DÜN de yazmaya gayret ettiğim gibi sınırlarımızın hemen dışında olmayan yok.
Adeta KÜRESEL mücadele alanı belirlenmiş olan bölgede, herkes kendi çıkarı için elinden geleni yapmakta. Haliyle bundan en çok etkilenen de Türkiye... Bölge çok uzun zamandır İSTİHBARAT SAVAŞLARININ ANA ÜSSÜ DURUMUNDA.
Olan biten çok şey gazetelere televizyonlara yansımıyor.
Belli merkezlerde hazırlanan sipariş haberlerle kitleler yönlendiriliyor. Bu da işin doğasına uygun...
Açalım... ABD büyük bir küresel güç olarak iki kez KÖRFEZ'e çıkarma yaptı mı? Yaptı. Temel amacı neydi peki? Evet! Kürtler'e ayrı bir devlet kurarak yeni bir partner meydana getirmek ve bu oluşum üzerinden AVRUPA'nın ve birlikte çalıştığı güçlerin ORTAOĞU'da ROL almasını frenlemekti.
Mümkünse engellemek. ABD petrole ihtiyacı olduğu için değil, kimin nasıl ve ne kadar kullanacağına karar vermek için buradaydı. Rakipleri için! Yani AVRUPA ve ÇİN için... Körfez harekatlarında ORDUSUNU sahaya süren ABD sonra destek verdiği PEŞMERGE ile yürüdü. ARAP BAHARI ile başlayan rüzgarlar sert esince bunlar SURİYE'ye kadar hatta bizde GEZİ PARKI'na kadar ulaşınca dengeler değişti.
2013'ün ortalarından sonra IŞİD ortaya çıktı. Büyük araçlar konvoylar son model silahlar iletişim imkanları bir anda herkese "NELER OLUYOR YA" dedirtti...
Hızla büyüyen bu yapı 2014'te MUSUL'u ele geçirdi.
Irak'ın ikinci büyük şehri IŞİD'in elindeydi... Kurgu da hazırdı. İstihbarat servisleri devredeydi... Örgütün lideri kimsenin bilmediği tanımadığı görmediği yaşayıp yaşamadığı bile bilinmeyen Ebu Bekir el-Bağdadi'ydi. İbrahim Avad İbrahim el-Bedri yani Ebu Bekir el-Bağdadi'nin, 1971 yılında Irak'ın Samarra kentinde doğduğu ileri sürülmekteydi.

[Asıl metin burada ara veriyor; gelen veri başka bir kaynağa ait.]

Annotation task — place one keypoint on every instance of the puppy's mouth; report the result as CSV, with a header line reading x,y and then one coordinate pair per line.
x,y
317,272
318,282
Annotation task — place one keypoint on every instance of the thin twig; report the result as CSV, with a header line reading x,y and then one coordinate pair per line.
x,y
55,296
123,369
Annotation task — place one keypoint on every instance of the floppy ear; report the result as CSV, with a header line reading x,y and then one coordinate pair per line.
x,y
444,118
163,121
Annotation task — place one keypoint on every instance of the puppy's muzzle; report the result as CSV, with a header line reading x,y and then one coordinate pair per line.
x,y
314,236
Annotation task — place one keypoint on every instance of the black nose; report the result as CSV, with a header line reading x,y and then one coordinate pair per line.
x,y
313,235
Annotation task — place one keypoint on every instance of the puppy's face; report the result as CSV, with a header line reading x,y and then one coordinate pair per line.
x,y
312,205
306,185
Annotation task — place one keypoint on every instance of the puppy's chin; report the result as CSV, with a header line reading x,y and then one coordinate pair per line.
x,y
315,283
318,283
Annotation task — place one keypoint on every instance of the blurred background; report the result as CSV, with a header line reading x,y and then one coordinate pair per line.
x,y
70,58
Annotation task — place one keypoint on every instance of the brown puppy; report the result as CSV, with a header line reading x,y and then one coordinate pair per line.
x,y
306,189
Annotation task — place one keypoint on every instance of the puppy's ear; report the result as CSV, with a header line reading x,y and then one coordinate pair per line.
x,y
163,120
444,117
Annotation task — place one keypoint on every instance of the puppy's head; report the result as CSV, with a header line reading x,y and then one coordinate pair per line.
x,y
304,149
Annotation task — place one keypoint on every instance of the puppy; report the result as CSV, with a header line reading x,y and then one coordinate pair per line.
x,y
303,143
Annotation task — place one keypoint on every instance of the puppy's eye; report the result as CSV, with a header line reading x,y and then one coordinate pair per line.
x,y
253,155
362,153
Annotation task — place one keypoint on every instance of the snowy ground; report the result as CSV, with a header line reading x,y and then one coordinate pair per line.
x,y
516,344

Siyah kıyafetli bir fotoğrafı vardı. Tek bir foto ile muazzam bir ALGI meydana getirilmişti.
Herkes onu konuşuyor ancak gören bilen yoktu. ABD gibi gökyüzünde binlerce uydusu olan bir DEV, aradığı halde onu bulamıyordu. Musul'u alan örgüt 2015'te hem Suriye'de hem de Irak'ta koca bir toprak parçasına sahip oldu. Bu 2016-2017-2018'de de devam etti. Ancak 2014 önemliydi!
13 Eylül 2014'te DEAŞ (IŞİD) Ayn el-Arap'a, yani KOBANİ'ye saldırdı. 350 köyü ele geçirdi. Türkiye'ye bir göç dalgası başladı. Olay dünyanın bir numaralı meselesi oldu.
ABD, DEAŞ'ın KÜRTLER'e saldırıp yok etmesine izin vermek niyetinde değildi.
ABD havadan, biz de sınırı geçmesine izin verdiğimiz PEŞMERGE karadan bölgeyi vurdu. DEAŞ kaçtı. Alanı terk etti. PEŞMERGE ile yürüyen YPG de o dönem dünya sahnesindeki yerini almış oldu.
Aradan 5 yıl geçti. Çok şey yaşandı bitti. Artık ÖRGÜTÜN ömrü tamamlanmıştı. Ancak "Kim kurmuştu?", "Kim binlerce eli silahlı adamı buralara yollamıştı?", "Amaç neydi?", "Nasıl sona erdi?" gibi pek çok soru cevapsız kaldı.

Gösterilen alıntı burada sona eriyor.